Pascal Vincent est un homme de hockey, un vrai. Un pédagogue. Un entraîneur qui vit avec ses joueurs, qui comprend l’importance des moments, qui sait que les séries sont une question de momentum. Et mercredi dernier, ce momentum avait un nom : Cayden Primeau.
Primeau venait de livrer un match parfait. Un vol en règle. 32 arrêts sur 33 tirs. Un match de gardien numéro un. Le genre de performance qui vous fait gagner une série. Tout le monde savait que la logique aurait voulu que Primeau garde le filet vendredi.
Mais non.
Dans un bureau fermé, à quelques mètres du vestiaire, Kent Hughes serait descendu en personne pour s’assurer que le « plan » soit respecté. Le Rocket de Laval, pour eux, n’est pas une équipe de séries. C’est une école. Un laboratoire. Un centre de développement.
Le message est clair : les séries importent moins que les consignes du haut.
Fowler devait jouer, peu importe le contexte. Peu importe l’énorme performance de Primeau. Peu importe le score, la pression, la série. Et Pascal Vincent a dû s’exécuter.
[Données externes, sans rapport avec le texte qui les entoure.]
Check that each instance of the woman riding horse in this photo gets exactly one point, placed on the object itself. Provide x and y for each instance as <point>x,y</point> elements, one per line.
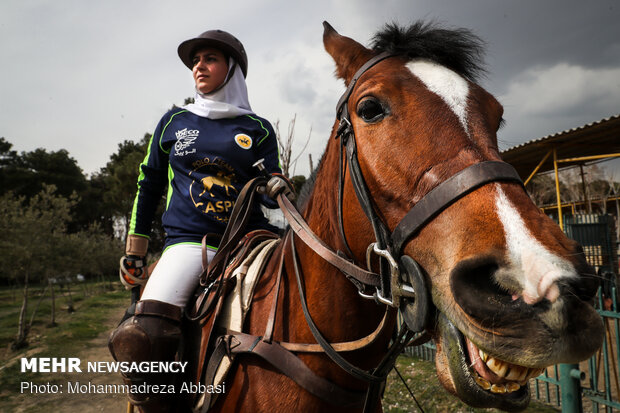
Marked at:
<point>421,181</point>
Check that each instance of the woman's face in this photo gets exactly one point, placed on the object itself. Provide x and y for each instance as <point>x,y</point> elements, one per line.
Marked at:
<point>210,68</point>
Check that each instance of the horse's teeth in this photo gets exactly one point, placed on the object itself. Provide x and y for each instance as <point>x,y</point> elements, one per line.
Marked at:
<point>535,373</point>
<point>517,373</point>
<point>483,383</point>
<point>497,366</point>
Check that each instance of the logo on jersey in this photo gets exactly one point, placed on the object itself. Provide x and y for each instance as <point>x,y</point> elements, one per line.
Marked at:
<point>185,139</point>
<point>212,189</point>
<point>243,140</point>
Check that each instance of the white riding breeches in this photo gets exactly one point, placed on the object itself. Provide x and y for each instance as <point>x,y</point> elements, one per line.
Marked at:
<point>176,275</point>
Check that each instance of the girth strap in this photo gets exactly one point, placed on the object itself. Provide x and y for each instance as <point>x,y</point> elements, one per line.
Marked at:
<point>448,192</point>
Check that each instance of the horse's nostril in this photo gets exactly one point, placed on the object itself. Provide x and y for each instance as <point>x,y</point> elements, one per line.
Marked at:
<point>481,295</point>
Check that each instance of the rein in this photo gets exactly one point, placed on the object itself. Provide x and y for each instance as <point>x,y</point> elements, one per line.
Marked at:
<point>399,284</point>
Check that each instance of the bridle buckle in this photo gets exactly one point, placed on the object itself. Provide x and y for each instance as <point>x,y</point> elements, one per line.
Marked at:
<point>398,289</point>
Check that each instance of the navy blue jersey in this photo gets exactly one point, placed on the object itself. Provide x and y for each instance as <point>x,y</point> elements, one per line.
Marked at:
<point>203,164</point>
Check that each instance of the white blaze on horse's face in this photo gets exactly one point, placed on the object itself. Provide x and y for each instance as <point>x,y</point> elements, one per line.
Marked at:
<point>539,267</point>
<point>448,85</point>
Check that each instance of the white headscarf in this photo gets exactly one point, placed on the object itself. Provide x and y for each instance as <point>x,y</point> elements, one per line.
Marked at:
<point>228,101</point>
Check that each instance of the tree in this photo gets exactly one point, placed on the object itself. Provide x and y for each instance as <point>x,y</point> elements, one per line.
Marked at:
<point>119,178</point>
<point>285,146</point>
<point>37,246</point>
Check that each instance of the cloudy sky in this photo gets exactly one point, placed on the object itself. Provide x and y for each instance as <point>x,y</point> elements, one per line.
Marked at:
<point>86,75</point>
Ce n’est pas seulement Primeau qu’on a trahi. C’est aussi Jacob Fowler qu’on a brûlé, inutilement. Tu ne mets pas un jeune gardien dans une situation de pression extrême pour l’en retirer deux périodes plus tard, après quatre buts sur 14 tirs. Ce n’est pas ça, développer un gardien. Ce n’est pas ça, protéger un espoir.
En voyant le match compressé en 20 minutes dans la vidéo suivante, on a réalisé à quel point le moment était trop gros pour Jacob Fowler:
Tu ne peux pas dire d’un côté :
« On est très à l’aise avec notre décision » et ensuite, dans la même conférence de presse, expliquer en long et en large pourquoi chacun des buts n’était pas vraiment de sa faute. Tu ne fais pas jouer au yoyo un jeune de 20 ans comme s’il était un pion sans émotion.
« Je ne crois pas que le moment est trop gros pour lui, il est bâti pour jouer dans ce genre de match », a insisté Vincent. Mais même lui, en décortiquant chacun des buts encaissés pour protéger Fowler, laissait transparaître l’immense inconfort de la situation.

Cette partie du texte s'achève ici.